La bourde. John McCain n’en avait certainement pas besoin, alors que les derniers sondages le donnent perdant face à Barack Obama. La bourde, c’est celle de son principal stratège, Charlie Black, qui a confié au magazine Fortune du 23 juin 2008 qu’une nouvelle attaque terroriste aux Etats-Unis, du type 11-Septembre, constituerait "un gros avantage" pour le candidat républicain à la Maison Blanche.

Charlie Black ne s’est pas contenté de ce seul dérapage.

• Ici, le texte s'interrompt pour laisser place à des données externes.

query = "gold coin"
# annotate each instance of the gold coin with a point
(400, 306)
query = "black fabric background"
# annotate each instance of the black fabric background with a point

Il a aussi considéré que l’assassinat de Benazir Bhutto en décembre 2007 avait aidé John McCain à gagner la primaire du New Hampshire, un Etat sans lequel le sénateur de l’Arizona ne serait certainement plus dans la course. "Sa connaissance du sujet et sa capacité à en parler a encore une fois souligné qu’il est celui qui est prêt à être le commandant en chef", a-t-il déclaré. "Et ça nous a aidés."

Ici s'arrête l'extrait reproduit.